L'avenir de la nature humaine by Jürgen Habermas

L'avenir de la nature humaine by Jürgen Habermas

Auteur:Jürgen Habermas [Habermas, Jürgen]
La langue: fra
Format: epub
Tags: Philosophie
Publié: 2015-10-15T17:00:00+00:00


VII. Les prodromes d’une auto-instrumentalisation de l’espèce ?

Que tirer de cette analyse pour juger du débat actuel relatif à la recherche portant sur les cellules souches et le DPI ? J’ai tout d’abord tenté d’expliquer dans la section II pourquoi l’espoir était illusoire de pouvoir trancher la controverse au moyen d’un argument moral unique décisif. D’un point de vue philosophique, nous ne sommes nullement tenus d’étendre l’argument de la dignité humaine à la vie humaine « dès le départ ». Parallèlement, la distinction juridique entre la dignité humaine de la personne, laquelle vaut de manière inconditionnée, et la protection de la vie de l’embryon, qui en principe peut être mis en balance avec d’autres biens juridiques, n’ouvre en aucune façon la porte à une querelle sans issue sur des fins éthiques conflictuelles. En effet, lorsque nous apprécions la vie humaine antépersonnelle, nous ne nous y rapportons pas, ainsi que je l’ai montré dans la section III, comme à un « bien » parmi d’autres. Il y va dans le rapport que nous avons à la vie humaine anténatale (ou avec les humains après leur mort) de la façon dont nous nous comprenons nous-mêmes en tant qu’êtres porteurs de l’espèce. Or à cette compréhension de soi du point de vue d’une éthique de l’espèce sont étroitement tissées les représentations que nous avons de nous-mêmes en tant que personnes morales. Nos conceptions de la vie humaine antépersonnelle — et la manière que nous avons de nous y rapporter — constituent pour ainsi dire, pour la morale raisonnable des sujets des droits de l’homme, un environnement stabilisateur du point d’une éthique de l’espèce — un contexte d’enchâssement qu’il ne faut pas briser si l’on veut éviter que la morale elle-même ne se mette à déraper.
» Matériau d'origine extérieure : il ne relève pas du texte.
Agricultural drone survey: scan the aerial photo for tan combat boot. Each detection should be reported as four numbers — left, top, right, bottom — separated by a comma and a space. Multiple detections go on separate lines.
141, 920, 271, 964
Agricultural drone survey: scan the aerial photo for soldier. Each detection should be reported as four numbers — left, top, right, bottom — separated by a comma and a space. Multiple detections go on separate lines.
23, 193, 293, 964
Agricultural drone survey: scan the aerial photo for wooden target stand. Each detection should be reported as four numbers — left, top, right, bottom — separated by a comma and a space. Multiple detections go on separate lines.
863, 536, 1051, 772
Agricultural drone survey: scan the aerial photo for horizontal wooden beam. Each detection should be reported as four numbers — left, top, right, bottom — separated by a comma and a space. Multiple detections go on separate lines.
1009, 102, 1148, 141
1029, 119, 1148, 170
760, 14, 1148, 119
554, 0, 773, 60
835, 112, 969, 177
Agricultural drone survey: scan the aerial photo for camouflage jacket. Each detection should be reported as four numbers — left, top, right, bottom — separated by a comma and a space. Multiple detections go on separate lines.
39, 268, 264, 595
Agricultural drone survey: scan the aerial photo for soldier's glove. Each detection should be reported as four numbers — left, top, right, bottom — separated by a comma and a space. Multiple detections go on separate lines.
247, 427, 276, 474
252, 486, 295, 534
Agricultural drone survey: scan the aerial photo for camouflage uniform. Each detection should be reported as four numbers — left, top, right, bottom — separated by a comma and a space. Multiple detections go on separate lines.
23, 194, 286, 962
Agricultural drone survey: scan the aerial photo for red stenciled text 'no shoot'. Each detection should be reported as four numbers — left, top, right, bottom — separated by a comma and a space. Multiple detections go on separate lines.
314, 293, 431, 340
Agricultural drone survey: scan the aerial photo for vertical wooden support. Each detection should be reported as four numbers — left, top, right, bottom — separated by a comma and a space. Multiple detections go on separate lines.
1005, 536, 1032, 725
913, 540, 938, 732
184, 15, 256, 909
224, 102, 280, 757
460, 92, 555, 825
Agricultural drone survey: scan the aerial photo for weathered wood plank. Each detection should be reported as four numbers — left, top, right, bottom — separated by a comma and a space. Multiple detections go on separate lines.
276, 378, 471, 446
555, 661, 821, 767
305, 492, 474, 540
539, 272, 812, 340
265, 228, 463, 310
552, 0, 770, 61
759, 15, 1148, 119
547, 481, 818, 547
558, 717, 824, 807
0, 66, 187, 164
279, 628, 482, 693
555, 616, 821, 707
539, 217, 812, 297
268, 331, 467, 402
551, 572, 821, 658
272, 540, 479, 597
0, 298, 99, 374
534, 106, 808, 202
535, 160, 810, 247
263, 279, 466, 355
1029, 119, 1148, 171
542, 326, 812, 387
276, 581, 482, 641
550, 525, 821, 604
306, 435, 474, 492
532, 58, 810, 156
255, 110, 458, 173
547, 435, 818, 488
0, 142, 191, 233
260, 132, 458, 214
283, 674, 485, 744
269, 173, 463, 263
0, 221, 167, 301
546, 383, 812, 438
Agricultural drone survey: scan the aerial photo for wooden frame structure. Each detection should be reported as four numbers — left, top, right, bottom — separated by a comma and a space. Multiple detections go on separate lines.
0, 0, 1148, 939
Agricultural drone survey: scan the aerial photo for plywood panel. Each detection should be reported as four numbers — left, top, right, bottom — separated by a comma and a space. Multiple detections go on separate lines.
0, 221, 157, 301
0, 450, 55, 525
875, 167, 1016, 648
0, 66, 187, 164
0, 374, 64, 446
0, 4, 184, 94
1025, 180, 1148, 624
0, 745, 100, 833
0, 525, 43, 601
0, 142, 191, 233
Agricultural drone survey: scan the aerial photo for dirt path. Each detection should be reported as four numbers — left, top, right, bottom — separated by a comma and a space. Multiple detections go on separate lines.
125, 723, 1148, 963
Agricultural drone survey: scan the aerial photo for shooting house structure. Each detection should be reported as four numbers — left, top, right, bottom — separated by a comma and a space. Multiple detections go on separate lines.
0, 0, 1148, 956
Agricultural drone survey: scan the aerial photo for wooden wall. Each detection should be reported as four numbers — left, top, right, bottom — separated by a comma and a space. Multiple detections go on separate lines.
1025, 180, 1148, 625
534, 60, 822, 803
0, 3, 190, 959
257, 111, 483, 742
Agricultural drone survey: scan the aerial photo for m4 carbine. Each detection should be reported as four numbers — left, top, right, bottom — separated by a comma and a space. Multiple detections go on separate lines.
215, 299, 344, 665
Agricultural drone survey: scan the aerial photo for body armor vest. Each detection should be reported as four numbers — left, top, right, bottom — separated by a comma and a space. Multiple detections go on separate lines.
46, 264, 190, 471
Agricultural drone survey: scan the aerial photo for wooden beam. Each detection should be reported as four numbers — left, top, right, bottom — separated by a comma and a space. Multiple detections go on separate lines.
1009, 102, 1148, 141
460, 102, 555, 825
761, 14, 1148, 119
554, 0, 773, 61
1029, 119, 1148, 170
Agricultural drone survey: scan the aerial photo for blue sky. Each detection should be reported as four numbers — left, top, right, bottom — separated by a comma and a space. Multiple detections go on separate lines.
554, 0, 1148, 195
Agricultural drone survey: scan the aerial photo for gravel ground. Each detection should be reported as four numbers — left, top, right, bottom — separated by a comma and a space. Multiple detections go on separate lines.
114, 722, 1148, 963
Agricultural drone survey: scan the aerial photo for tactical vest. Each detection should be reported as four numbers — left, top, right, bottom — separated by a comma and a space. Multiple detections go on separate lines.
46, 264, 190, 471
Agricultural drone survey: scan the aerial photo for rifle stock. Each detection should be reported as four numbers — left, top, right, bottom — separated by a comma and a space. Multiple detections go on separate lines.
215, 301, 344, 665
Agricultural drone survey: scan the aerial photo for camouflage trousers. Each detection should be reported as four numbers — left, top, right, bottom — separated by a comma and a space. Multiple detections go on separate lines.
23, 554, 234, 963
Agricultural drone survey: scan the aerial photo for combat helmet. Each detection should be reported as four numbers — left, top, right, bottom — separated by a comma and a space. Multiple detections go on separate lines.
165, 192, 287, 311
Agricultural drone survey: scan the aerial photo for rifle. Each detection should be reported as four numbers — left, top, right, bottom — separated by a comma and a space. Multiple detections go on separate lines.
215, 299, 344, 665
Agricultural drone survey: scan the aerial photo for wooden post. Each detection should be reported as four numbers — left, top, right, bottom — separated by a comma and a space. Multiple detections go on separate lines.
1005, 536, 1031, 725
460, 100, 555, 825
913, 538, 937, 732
Ce lien interne entre l’éthique professant la protection de la vie et la manière dont nous nous comprenons en tant qu’êtres vivants autonomes et égaux nous guidant au moyen de raisons morales, devient saillant sur le fond de la possibilité d’un eugénisme libéral. Les raisons morales qui parlent de façon hypothétique contre une telle pratique jettent aussi une ombre contre les pratiques qui préparent simplement le terrain à l’eugénisme libéral. La question qu’il nous faut aujourd’hui nous poser est celle de savoir si les générations à venir s’accommoderont de ne plus se concevoir comme les auteurs à part entière de la vie qu’elles mèneront — et d’en n’être plus comptables en tant que tels. S’accommoderont-elles d’une relation interpersonnelle qui aura cessé d’être congruente avec les présuppositions égalitaires de la morale et du droit ? Et est-ce que cela n’est pas susceptible de changer la forme grammaticale de notre jeu de langage moral dans son ensemble — la compréhension des sujets capables de parler et d’agir pour qui les raisons morales comptent ? Les arguments que j’ai avancés dans les sections de IV à VI avaient pour but de rendre recevable le fait que ces questions se posent à nous d’ores et déjà en attendant les développements ultérieurs de la technologie génétique.